"Hi, Amigo!"

"Hello, Rishi!"

"I found my old notes over there and prepared some interesting material for you. I think you'll be interested in hearing it."

"Let's hear it. You always find something interesting that later proves to be very useful."

"OK. Today I want to tell you about **trees**, so I will begin with **graphs**."

"**A graph** is a system of points and lines that connect them. The points are called the vertices of the graph, and the lines are called the edges of the graph. For example:"
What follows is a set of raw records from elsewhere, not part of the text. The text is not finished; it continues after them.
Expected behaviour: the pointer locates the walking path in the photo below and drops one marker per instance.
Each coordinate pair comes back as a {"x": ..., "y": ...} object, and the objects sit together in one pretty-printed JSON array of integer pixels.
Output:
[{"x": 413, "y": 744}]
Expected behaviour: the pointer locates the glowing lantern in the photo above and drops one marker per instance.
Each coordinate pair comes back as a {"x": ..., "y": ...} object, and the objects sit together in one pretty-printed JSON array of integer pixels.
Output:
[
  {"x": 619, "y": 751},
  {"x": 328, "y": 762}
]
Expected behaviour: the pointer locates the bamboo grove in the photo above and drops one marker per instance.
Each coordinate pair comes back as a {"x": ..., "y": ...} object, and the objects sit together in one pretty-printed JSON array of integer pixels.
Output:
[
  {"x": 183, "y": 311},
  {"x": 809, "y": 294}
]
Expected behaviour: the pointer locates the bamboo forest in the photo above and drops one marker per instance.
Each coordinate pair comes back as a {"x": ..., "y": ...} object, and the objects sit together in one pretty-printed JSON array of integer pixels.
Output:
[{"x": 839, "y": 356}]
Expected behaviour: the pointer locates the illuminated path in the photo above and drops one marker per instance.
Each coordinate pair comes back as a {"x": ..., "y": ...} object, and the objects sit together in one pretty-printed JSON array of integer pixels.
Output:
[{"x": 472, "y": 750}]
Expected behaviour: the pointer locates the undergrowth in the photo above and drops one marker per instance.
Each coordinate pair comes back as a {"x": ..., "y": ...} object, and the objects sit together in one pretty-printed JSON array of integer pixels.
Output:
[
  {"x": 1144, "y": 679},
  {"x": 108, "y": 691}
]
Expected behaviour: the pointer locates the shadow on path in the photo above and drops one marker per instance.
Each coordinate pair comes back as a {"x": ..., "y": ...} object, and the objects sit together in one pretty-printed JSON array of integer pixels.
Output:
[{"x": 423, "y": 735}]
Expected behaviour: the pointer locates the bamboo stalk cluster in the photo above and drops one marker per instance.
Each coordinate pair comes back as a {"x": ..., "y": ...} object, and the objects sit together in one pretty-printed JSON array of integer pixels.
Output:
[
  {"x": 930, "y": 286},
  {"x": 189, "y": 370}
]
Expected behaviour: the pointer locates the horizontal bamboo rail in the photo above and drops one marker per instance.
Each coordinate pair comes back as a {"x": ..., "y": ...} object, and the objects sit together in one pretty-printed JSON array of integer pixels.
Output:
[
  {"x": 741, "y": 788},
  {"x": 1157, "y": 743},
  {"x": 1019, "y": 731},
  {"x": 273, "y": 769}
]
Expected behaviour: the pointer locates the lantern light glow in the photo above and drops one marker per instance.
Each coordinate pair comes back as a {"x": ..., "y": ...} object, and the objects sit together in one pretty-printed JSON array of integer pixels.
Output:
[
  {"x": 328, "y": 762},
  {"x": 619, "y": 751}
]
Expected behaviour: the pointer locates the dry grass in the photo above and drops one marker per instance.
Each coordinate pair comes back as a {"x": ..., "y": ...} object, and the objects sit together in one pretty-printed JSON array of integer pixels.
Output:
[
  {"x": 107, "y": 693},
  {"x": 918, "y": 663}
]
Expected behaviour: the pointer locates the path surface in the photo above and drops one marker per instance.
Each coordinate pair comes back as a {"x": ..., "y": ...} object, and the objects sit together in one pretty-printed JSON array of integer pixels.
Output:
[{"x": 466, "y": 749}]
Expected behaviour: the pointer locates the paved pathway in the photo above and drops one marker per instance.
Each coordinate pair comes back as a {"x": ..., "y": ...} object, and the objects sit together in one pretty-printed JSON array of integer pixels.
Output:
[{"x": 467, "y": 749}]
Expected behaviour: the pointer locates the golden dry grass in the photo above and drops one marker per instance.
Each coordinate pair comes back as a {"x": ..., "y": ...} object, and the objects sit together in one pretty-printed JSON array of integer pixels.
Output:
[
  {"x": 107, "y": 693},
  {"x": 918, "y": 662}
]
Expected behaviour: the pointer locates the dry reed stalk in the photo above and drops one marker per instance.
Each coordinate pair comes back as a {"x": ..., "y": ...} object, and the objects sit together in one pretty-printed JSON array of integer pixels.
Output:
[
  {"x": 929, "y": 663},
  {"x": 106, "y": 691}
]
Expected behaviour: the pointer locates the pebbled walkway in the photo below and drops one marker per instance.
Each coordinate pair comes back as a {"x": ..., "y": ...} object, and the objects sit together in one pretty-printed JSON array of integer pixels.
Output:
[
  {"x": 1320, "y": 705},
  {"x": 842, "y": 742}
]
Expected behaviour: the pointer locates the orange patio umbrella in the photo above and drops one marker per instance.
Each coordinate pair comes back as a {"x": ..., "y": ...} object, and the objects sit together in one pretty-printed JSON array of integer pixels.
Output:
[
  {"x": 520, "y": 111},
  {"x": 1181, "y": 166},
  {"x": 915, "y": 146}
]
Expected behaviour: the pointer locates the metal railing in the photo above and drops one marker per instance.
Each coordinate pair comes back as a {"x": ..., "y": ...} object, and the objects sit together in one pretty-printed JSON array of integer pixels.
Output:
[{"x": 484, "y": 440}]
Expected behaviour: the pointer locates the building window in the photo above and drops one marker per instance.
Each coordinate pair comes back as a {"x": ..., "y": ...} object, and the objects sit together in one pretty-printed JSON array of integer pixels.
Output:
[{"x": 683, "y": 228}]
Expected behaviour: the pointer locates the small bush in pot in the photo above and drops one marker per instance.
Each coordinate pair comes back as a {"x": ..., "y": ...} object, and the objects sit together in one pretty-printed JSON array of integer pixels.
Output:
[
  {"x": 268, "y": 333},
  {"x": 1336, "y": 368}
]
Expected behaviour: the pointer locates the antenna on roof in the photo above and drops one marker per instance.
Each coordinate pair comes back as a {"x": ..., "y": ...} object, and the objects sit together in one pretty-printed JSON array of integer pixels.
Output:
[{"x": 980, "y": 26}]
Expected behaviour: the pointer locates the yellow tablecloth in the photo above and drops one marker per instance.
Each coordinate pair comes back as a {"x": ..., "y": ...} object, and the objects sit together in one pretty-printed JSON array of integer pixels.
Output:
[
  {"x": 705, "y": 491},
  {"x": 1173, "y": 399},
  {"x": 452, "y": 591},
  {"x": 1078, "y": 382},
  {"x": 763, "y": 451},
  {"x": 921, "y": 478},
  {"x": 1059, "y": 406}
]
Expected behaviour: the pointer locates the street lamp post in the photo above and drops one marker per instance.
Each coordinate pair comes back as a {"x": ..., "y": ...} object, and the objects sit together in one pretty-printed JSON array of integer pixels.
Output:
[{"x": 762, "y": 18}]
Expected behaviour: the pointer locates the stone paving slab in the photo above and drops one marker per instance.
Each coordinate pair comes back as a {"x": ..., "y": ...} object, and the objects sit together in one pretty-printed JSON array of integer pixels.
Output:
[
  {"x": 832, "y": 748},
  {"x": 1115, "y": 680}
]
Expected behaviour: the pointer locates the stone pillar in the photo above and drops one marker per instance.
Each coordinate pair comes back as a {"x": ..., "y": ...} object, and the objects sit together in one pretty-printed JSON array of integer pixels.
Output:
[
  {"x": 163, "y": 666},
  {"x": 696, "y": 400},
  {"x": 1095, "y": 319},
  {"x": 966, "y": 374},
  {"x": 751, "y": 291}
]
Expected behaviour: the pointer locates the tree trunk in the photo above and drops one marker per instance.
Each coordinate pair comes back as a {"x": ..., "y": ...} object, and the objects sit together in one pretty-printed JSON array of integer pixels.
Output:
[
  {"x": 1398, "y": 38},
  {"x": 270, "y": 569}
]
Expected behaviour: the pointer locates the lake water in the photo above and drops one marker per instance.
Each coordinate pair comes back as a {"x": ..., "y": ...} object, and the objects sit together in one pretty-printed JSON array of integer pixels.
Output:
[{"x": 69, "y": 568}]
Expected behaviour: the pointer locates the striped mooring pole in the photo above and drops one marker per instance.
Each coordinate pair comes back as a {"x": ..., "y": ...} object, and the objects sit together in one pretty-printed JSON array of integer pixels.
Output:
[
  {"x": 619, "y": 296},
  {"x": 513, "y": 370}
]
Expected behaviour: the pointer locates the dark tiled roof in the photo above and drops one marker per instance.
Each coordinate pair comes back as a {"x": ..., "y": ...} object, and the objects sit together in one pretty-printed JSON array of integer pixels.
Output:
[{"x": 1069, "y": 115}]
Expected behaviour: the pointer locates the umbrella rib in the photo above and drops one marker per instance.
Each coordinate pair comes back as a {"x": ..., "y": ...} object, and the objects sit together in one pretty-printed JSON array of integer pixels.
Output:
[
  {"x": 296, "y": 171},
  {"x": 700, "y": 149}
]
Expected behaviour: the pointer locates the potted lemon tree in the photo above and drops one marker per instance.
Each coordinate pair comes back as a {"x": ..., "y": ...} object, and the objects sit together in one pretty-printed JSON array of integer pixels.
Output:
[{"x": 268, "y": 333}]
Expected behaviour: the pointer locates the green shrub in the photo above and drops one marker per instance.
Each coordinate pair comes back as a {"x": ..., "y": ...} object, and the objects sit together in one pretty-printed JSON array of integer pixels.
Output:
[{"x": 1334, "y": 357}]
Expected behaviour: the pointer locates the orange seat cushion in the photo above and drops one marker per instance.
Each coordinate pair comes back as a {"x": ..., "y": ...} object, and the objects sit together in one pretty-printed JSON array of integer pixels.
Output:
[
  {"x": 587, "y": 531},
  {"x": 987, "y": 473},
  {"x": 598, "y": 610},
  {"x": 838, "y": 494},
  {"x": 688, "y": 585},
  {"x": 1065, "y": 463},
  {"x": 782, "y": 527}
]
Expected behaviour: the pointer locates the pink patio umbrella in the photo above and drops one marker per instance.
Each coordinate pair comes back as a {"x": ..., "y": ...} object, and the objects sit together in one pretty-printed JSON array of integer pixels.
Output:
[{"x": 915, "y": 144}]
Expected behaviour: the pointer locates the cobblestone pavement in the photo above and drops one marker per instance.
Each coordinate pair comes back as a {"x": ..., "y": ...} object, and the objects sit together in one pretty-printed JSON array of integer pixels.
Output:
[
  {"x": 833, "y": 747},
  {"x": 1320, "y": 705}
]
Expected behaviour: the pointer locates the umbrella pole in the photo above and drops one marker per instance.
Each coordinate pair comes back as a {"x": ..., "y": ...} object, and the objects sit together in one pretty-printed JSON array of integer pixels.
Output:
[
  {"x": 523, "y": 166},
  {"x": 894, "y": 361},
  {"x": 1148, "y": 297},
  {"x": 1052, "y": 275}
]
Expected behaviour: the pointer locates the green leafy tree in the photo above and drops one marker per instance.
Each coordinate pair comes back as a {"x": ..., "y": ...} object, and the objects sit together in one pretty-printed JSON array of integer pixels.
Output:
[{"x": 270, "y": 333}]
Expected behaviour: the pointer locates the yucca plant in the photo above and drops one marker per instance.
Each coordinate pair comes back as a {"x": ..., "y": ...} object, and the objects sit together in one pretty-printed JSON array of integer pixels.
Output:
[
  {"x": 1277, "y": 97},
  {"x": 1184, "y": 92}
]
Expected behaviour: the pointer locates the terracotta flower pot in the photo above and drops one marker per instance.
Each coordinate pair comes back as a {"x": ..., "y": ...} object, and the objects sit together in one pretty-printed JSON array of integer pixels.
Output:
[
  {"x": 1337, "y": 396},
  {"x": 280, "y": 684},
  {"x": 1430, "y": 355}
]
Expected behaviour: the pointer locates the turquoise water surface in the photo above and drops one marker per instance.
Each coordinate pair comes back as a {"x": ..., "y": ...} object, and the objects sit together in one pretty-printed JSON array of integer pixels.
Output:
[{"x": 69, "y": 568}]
"A graph is very convenient to use as a mathematical model for various real-world processes and tasks. Many different tasks and algorithms have been invented for graphs, so they are used fairly often."

"For example, suppose vertices are cities, and edges are roads. Then searching for the shortest road between cities becomes: «given a graph, find the shortest path between two vertices»."

"But the path from A to B isn't always the same as the path from B to A. So, sometimes having two different lines is preferred. To do this, the lines (edges of the graph) are replaced with arrows. In other words, the graph can have two arrows: one from A to B, and another from B to A."

"If the graph uses arrows, then it is called a **directed graph**; if it just has lines, then it is called an **undirected graph**."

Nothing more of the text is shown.